Plus près de nous, dans les années 1970, un nouvel épisode d’inflation par les coûts a durablement marqué les esprits au point d’être encore aujourd’hui, 70 ans plus tard, une sorte de référence du pire à ne jamais renouveler. Alors que dans les faits, les niveaux d’inflation étaient bien plus élevés lors des épisodes précédents.
Il s’agit bien sûr des chocs pétroliers de 1973 et 1979. En effet, alors que l’économie battait son plein et se reposait en grande partie sur les énergies fossiles, à commencer par le pétrole, les pays producteurs de l’OPEP décidèrent de quadrupler le prix du baril en octobre 1973, ce qui fit brusquement exploser les coûts de production dans les pays occidentaux, mais aussi augmenter considérablement le prix des importations. A court terme, la crise énergétique se traduisit alors par un ralentissement de la croissance (ce qui donna lieu à une « stagflation » inédite), le nombre de faillites d’entreprises augmenta lui aussi très fortement, amenant le chômage à des niveaux inédits en temps de paix. Un chômage qui, d’ailleurs s’avérera durable et dont la société française ne se remettra jamais totalement. Et tandis que l’investissement reculait pendant que les déficits commerciaux s’aggravaient d’années en années en raison de la facture pétrolière, une hausse des prix s’installa de manière permanente sur au moins une décennie.
1971 5.7 %
1972 6.2 %
1973 9.2 %
1974 13.7 %
1975 11.8 %
1976 9.6 %
1977 9.4 %
1978 9.1 %
1979 10.8 %
1980 13.6 %
1981 13.4 %
1982 11.8 %
1983 9.6 %
1984 7.4 %
1985 5.8 %
1986 2.7 %
(sources : INSEE)
L’hyperinflation, ou quand la monnaie alimente la crise
Abordons enfin le cas assez particulier de l’hyperinflation qui est généralement une inflation devenue incontrôlable et dont l’origine est surtout à chercher du côté de la monnaie. En effet, étymologiquement, l’inflation n’est pas la hausse des prix mais l’augmentation de la quantité de monnaie sur le marché. Plus abondante, elle perd donc de sa valeur face aux biens et services disponibles contre lesquels elle est censée s’échanger. Il faut alors plus de monnaie pour la même quantité achetée, ce qui équivaut à une hausse des prix, laquelle est alors la conséquence de l’inflation.
Lorsque la Première Guerre mondiale éclate en 1914, la France, le Royaume Uni, mais aussi et surtout l’Allemagne abandonnent provisoirement la convertibilité des billets vers l’or, ceci afin de pouvoir imprimer davantage de monnaie pour faire face à leurs dépenses militaires gigantesques. Tous ces pays ont en effet le secret espoir de se rembourser à la fin de la guerre sur le dos des vaincus. Imprimer plus de monnaie qu’on ne possède de contrepartie en or revient plus ou moins à dépenser un crédit que le perdant remboursera à notre place. Chacun pense en effet qu’il va en sortir vainqueur et compte bien sur les réparations de guerre pour rétablir son propre équilibre. Un peu comme ce qui se passa en 1871 lorsque la Prusse victorieuse se fit régler une indemnité de 5 milliards de francs or par la France vaincue.

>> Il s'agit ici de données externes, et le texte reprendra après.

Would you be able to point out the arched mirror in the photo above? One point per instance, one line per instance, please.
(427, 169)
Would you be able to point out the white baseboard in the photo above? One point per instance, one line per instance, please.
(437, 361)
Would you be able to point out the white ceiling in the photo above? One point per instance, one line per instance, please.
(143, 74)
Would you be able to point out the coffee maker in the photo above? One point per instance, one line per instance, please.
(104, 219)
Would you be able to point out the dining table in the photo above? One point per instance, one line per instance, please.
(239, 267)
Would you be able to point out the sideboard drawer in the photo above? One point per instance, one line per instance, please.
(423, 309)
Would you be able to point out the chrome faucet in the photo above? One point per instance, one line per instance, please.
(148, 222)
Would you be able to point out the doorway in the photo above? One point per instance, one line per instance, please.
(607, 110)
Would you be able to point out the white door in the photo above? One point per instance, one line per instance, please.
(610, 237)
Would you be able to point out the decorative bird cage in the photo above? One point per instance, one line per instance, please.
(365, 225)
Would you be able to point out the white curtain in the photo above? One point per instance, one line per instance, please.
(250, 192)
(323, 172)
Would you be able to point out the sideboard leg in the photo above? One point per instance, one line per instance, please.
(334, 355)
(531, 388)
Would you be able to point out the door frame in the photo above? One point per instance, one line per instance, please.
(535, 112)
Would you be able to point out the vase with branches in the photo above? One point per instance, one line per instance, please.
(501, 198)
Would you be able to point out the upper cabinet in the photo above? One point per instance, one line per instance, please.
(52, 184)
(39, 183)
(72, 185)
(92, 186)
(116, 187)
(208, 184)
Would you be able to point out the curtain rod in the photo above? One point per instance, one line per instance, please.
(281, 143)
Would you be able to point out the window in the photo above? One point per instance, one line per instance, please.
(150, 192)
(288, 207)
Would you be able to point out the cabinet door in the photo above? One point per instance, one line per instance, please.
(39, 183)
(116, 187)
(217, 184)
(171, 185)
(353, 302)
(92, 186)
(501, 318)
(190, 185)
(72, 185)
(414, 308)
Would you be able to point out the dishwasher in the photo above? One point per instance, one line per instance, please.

Sauf que l’Allemagne perdit la guerre, et non seulement elle ne fut pas en mesure de renflouer ses caisses lourdement hypothéquées, mais elle fut également condamnée à payer de lourdes réparations aux vainqueurs.
Ruinée et dans l’obligation d’honorer ses dettes, cette fois en or bien solide, l’Allemagne décida de recourir à la création monétaire pour soutenir son économie domestique. Une erreur fatale qui entraîna une baisse de la valeur de la monnaie et causa une inflation devenant vite incontrôlable face à l’acharnement du gouvernement allemand à créer toujours plus de monnaie pour lutter contre cette même inflation.
C’est l’hyperinflation. Les prix s’envolent, une baguette de pain coûte plusieurs milliards de marks, les prix changent plusieurs fois dans la journée, les ouvriers sont payés trois fois par jour et les ménagères vont faire leurs courses avec des brouettes remplies de billets. Cela coûte moins cher de recouvrir les murs d’une chambre avec des billets de banque que d’acheter du papier peint. Et certains Allemands en arrivent même à brûler des liasses de billets pour se chauffer en hiver !
La principale conséquence de l’hyperinflation, et la raison pour laquelle plus personne (à commencer par les Allemands eux-mêmes !) ne souhaite qu’elle se reproduise, c’est qu’elle causa la ruine de toute la classe moyenne qui finit par se révolter contre le système en place et lui préféra un régime politique populiste, et rapidement fasciste, soucieux de répondre aux désirs de la population de retrouver une grande Allemagne, de revenir à l’époque du grand Reich. On sait malheureusement aujourd’hui comment l’histoire se termina…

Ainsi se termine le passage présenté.